A half-timber house from Will's era
We time-traveled back hundreds of years Sunday -- to the 19th century London of Charles Dickens and the 16th/17th century settings of William Shakespeare. Took a walking tour ( with a couple dozen other mostly older folks, though not all, led by a delightful historian / professor / journalist / actor with the fine English name of David Tucker. Except David is from Wisconsin.
We saw houses, inns, parks, statues, and other settings not only related to the great authors but to other English writers as well from the area around St. Paul's Cathedral, which seemed a hotbed for prose, poetry, and plays.
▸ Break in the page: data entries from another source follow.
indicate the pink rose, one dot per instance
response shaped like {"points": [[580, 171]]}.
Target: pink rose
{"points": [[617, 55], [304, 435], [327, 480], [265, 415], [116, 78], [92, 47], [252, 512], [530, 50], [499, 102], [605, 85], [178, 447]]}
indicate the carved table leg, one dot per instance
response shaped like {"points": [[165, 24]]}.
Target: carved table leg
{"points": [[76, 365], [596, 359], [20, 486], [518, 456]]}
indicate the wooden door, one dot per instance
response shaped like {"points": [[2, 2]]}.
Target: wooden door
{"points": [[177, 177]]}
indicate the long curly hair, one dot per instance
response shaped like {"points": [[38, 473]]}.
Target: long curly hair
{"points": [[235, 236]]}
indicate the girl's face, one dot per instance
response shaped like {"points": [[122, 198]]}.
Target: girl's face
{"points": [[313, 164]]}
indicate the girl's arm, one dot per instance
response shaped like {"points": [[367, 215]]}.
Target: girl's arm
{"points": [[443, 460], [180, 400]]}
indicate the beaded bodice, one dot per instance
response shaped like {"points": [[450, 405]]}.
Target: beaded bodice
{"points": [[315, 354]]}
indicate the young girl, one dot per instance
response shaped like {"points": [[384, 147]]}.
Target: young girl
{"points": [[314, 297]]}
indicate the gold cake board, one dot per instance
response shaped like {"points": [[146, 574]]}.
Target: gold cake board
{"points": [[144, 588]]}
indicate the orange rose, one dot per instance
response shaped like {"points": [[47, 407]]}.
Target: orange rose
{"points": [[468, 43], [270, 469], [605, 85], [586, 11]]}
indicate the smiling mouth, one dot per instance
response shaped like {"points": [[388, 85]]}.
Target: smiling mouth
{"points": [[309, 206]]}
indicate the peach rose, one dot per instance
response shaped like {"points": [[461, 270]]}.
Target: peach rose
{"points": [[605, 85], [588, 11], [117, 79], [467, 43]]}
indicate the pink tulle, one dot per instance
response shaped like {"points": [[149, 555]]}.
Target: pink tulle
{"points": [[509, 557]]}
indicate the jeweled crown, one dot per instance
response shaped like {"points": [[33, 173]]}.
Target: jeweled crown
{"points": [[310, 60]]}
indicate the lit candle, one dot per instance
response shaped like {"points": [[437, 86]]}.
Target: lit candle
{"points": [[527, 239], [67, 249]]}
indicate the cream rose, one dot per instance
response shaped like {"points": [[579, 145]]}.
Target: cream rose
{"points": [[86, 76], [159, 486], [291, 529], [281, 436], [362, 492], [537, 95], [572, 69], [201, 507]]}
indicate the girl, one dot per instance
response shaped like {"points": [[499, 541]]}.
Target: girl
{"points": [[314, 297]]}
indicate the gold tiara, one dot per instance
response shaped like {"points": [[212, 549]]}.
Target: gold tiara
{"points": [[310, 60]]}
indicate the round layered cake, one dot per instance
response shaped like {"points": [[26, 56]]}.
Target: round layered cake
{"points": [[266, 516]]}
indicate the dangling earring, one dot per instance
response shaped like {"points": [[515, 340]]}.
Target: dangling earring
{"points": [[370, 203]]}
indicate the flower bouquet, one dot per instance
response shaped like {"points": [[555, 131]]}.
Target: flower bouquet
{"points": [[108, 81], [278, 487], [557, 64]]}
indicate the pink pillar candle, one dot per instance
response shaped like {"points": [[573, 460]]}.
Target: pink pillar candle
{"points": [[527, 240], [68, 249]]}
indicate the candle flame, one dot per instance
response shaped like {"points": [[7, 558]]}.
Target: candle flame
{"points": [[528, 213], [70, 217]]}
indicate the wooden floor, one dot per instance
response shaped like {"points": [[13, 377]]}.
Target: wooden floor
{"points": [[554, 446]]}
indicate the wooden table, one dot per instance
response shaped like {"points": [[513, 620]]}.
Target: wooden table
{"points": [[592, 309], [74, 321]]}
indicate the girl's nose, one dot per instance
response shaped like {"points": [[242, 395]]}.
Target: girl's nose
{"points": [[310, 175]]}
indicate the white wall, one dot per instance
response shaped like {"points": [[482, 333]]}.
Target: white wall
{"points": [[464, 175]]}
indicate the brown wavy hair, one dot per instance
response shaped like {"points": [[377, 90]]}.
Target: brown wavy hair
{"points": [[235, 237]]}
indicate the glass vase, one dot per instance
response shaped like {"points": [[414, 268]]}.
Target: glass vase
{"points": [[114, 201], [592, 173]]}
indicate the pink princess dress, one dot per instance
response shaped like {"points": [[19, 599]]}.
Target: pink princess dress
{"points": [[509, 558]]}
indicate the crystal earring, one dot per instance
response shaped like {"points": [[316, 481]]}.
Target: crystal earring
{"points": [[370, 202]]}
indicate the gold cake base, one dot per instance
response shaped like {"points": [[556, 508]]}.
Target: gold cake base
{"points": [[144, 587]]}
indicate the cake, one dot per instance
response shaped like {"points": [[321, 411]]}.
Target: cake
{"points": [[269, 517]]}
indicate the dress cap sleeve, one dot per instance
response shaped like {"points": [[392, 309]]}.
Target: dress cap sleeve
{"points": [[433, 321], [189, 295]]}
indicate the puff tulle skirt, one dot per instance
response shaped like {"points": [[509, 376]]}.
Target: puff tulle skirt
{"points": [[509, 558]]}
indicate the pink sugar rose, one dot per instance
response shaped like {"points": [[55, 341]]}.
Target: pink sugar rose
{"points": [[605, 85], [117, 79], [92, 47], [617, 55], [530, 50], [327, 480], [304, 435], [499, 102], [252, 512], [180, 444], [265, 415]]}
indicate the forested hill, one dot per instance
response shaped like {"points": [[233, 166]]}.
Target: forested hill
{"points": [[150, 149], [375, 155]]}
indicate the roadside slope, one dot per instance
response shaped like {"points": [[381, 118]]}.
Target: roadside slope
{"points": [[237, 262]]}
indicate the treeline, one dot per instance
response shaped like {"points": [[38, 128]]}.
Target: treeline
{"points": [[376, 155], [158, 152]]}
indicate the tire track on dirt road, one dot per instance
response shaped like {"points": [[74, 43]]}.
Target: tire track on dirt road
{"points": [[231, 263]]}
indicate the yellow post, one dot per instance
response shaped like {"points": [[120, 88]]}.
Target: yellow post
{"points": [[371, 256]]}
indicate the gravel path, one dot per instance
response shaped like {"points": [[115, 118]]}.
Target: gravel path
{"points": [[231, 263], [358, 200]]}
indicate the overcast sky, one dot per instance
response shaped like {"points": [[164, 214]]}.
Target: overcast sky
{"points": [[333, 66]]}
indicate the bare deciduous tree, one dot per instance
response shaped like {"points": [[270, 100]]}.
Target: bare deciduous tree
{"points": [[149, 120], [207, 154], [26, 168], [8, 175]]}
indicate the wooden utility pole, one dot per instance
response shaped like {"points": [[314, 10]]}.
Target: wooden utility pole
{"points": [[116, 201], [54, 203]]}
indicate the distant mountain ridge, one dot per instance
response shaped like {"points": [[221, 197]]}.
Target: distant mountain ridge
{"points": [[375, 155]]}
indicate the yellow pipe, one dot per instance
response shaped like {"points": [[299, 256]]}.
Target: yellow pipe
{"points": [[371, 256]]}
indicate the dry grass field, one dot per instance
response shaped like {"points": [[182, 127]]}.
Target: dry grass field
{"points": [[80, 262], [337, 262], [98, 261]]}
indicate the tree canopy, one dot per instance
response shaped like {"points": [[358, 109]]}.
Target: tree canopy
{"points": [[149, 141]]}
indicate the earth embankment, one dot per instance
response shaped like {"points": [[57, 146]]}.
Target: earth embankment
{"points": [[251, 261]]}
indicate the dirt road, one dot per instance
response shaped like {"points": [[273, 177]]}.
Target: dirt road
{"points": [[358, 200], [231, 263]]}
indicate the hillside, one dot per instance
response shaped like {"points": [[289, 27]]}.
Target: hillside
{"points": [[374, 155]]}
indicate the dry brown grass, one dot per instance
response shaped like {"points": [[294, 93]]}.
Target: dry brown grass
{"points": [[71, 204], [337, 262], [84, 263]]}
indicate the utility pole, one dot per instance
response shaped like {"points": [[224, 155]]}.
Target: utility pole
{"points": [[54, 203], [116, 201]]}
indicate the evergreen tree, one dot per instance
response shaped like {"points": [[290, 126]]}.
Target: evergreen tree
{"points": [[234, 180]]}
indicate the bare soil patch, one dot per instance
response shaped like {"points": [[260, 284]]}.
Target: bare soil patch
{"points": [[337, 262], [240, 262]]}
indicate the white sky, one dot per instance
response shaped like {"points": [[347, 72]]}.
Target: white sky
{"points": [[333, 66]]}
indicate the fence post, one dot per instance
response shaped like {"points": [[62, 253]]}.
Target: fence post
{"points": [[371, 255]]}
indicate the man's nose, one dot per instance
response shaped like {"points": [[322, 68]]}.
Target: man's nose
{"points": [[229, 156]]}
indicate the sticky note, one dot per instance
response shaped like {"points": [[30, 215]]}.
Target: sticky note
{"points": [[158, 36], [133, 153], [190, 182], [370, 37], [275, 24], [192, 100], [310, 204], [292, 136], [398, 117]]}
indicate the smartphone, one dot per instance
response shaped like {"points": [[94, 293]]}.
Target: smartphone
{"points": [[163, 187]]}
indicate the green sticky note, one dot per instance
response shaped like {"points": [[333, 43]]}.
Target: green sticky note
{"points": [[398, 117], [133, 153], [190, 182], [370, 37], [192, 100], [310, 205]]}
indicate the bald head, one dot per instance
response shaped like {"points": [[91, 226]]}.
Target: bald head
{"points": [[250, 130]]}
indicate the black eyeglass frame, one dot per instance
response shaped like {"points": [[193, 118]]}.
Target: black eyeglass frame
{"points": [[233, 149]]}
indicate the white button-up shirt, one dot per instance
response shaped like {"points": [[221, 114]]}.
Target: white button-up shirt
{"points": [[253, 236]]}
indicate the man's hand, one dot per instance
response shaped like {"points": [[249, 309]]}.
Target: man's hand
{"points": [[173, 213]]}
We were also treated to historic context of shrapnel wounds left in the sides of buildings ... not from World War II but in fact The Great War a generation earlier. Reminded me of my great uncle's voluntary WWI service, flying for the American Expeditionary Force in France.
We also learned about architectural changes to windows in the aftermath of the Great Fire, the brutal executions of opponents by Henry VIII, who had their heads mounted on spikes at the entrance to the Tower Bridge, but also of a quaint restaurant that serves the best English breakfast in London.
We also saw the excavation of original Roman ruins, as well as a wall of remembrance, honoring everyday heroes who gave their lives to rescue someone else. The wall is still active today, a century after it was begun.
David is without question the most knowledgeable and loquacious tour guide I've ever encountered. He doesn't just point out that this house represents a scene from Oliver Twist or that park is where William Wallace (Braveheart) was executed. He goes levels deeper -- for example, explaining how Shakespeare used certain words in Romeo's opening line so that the actor's face and expression would reinforce the passion of the words themselves. Incredible context.

The weather was spectacular and the Sunday streets uncrowded, which added to the pleasure of having this historic section of the city practically to ourselves.

We capped the day by stumbling upon a brasserie - Cote - in the shadow of St. Paul's. The food was superb, the young waiter (from Sardinia) a most pleasant and attentive fellow.